Однажды мы прогуливались с Ъ по набережной Екатерининского канала в том месте Коломны, где старинные тополя лениво ворочают корнями красноватые гранитные плиты. Снова был июнь. Два школьника впереди нас поджигали наметенные ветром кучки тополиного пуха. Говоря о трудностях в получении некоторых материалов, Ъ упомянул дурион. Мы не знали, что это такое. Ъ объяснил нам, что дурион – это ароматный плод размером с ананас, а то и крупнее, произрастающий в Малайзии. Словно древний ящер, он усажен твердыми конусовидными шипами, – поэтому с дерева дурион снимают недозревшим, так как падение его может соперничать с ударом шестопера и чревато для садовника увечием. Внутренность плода наполнена пряной и сладкой, похожей на крем, мякотью, но насколько изумителен вкус, настолько бесподобен и ужасен запах – щадящее представление о нем дает смесь подгнившего лука с сероводородом. Благодаря названному свойству, употребление дуриона «в хорошем обществе» не допускается – в магазинах и ресторанах для его продажи и поедания отводятся особые места. Перевозка дуриона на пассажирском транспорте категорически запрещена. Мы полюбопытствовали, зачем Ъ понадобился этот ботанический скунс? Оказалось, существуют невнятные сведения, что мужчина, отведавший известное количество дуриона, его адского запаха и райского вкуса, перестает замечать женщин. «Что из этого следует?» – спросили мы. «Скорее всего – ничего, – ответил Ъ. – Но даже если здесь нет развития, а есть только вырождение, то и тогда это знание о развитии – можно будет твердо сказать, что им не является».

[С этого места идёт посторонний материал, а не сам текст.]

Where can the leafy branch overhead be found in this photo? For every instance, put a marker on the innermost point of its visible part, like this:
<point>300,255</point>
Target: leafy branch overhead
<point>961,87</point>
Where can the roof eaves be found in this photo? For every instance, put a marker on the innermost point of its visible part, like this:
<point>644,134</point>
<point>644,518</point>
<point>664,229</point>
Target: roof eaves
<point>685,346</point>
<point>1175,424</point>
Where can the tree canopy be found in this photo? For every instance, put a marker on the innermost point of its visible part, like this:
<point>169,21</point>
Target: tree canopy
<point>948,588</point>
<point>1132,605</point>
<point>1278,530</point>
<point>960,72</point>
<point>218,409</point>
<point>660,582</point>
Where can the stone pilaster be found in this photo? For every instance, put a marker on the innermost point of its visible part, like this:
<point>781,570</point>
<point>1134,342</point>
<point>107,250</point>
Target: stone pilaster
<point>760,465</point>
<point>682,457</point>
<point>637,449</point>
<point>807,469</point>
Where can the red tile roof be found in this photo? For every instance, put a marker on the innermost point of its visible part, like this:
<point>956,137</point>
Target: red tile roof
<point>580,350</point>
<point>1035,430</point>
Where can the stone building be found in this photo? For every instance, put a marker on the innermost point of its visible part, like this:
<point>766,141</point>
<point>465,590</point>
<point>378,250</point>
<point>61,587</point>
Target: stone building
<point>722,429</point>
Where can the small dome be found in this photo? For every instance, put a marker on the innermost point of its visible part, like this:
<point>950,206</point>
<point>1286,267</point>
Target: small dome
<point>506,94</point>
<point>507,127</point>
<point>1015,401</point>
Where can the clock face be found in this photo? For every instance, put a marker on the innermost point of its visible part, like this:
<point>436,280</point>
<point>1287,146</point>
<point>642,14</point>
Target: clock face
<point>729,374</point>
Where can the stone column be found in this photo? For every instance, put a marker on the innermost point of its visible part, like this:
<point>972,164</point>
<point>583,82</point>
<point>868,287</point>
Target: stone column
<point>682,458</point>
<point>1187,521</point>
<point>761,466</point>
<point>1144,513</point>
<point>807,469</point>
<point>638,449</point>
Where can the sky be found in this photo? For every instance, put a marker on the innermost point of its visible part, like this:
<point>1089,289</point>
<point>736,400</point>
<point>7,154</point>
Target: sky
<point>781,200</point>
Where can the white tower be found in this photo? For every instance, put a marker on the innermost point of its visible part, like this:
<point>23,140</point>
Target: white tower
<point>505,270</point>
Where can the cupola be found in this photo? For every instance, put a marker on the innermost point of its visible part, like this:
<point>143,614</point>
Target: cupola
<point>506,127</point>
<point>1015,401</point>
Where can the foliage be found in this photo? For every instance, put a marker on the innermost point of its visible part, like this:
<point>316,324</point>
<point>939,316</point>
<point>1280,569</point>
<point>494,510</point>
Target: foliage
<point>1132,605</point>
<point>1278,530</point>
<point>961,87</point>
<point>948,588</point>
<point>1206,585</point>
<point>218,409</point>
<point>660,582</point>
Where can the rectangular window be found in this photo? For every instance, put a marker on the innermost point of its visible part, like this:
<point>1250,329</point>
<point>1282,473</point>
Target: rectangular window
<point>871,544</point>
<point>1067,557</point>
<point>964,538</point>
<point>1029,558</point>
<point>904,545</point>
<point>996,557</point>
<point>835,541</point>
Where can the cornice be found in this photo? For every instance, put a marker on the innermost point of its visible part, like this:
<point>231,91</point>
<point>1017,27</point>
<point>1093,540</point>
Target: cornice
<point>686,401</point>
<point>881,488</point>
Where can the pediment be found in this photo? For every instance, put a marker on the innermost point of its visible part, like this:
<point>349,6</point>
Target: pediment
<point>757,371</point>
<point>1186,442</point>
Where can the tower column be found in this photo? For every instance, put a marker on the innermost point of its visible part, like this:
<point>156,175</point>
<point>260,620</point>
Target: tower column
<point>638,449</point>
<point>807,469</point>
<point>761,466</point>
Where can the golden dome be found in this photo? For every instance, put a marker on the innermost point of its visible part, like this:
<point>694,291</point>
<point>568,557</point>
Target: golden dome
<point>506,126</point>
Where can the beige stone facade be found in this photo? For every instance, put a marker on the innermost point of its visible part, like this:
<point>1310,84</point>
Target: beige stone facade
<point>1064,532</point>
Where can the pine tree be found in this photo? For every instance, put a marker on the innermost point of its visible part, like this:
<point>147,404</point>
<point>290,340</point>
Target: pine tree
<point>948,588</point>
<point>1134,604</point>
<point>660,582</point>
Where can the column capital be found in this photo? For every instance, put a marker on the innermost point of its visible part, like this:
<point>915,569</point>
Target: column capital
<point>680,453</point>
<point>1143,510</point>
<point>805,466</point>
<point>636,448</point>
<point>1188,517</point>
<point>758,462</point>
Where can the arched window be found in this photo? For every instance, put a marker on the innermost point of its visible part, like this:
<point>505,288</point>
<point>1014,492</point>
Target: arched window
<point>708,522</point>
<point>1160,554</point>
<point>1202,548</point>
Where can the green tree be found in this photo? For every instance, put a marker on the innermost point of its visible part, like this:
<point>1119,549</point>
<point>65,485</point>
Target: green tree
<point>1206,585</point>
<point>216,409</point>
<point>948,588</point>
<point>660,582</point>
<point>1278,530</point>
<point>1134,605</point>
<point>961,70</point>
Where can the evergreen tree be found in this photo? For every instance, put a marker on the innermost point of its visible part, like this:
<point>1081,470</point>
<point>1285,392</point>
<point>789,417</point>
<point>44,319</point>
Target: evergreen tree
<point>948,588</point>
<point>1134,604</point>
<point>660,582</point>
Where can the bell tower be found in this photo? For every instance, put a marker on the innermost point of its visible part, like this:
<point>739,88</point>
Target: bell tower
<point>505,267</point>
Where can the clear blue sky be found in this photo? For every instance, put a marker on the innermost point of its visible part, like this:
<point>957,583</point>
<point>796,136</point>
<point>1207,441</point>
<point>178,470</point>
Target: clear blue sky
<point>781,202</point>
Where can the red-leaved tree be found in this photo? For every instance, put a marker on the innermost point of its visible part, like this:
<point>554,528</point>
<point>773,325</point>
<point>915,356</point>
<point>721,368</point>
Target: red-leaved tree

Наша задача очеркиста осложняется тем, что Ъ, как всякий выдающийся мастер, избегал разговоров, связанных с основанием предмета и целью своих занятий, – он мог подолгу рассуждать об ароматах и фимиамах, но он никогда не заводил речи о том, что в итоге хочет из них почерпнуть. Нам также ни разу не удалось побывать на квартире у Ъ. Остается лишь предполагать, каких конкретных результатов он достигал на каждом этапе своего дела. Догадку о попытке вызвать запахом предельную чувственность и в крайнем напряжении не оставить ей иного выхода, кроме трансмутации, можно считать одним из таких предположений, весьма, впрочем, обусловленным логикой самого Ъ.
Подобными вещами он занимался в часы досуга, избавляя свое искусство от участи быть превращенным в товар, а в служебное время Ъ изобретал новые одеколоны, духи и лосьоны, неизменно блестящие по своим характеристикам, придающие любви аромат и изысканность, однако лишенные сверхзадачи, величия духа и грандиозности жеста – порыв к божеству здесь едва уловим. Вот реклама мужской туалетной воды (содержимое фигурного флакона разработано Ъ): «Аромат составлен на основе экстрактов редких и дорогих ягод, экзотических пород дерева, листьев и стеблей, которые придают ему острый и мужественный оттенок. Легкая цветочная добавка делает букет гармоничным, и спустя всего мгновение, за которое она вводится, чувствуется свежее дуновение индийского жасмина, кардамона и альпийской лаванды, за которым следует горьковатая тональность мускатного ореха. В центре букета хорошо ощутим запах стеблей розы и герани, усиленный корицей. К этой благоуханной смеси в итоге добавлен холодный, изысканно строгий тон пачулей и дубовых листьев».
А то ведь если мускусные женские духи попадут человеку в сердце, то бывает, что он смерти ищет от них и не находит.
Здесь и заключен секрет глубокой меланхолии наиболее живых половых ощущений. В них скрывается какой-то привкус осени, чего-то исчезающего, того, что должно умереть, уступив место другому.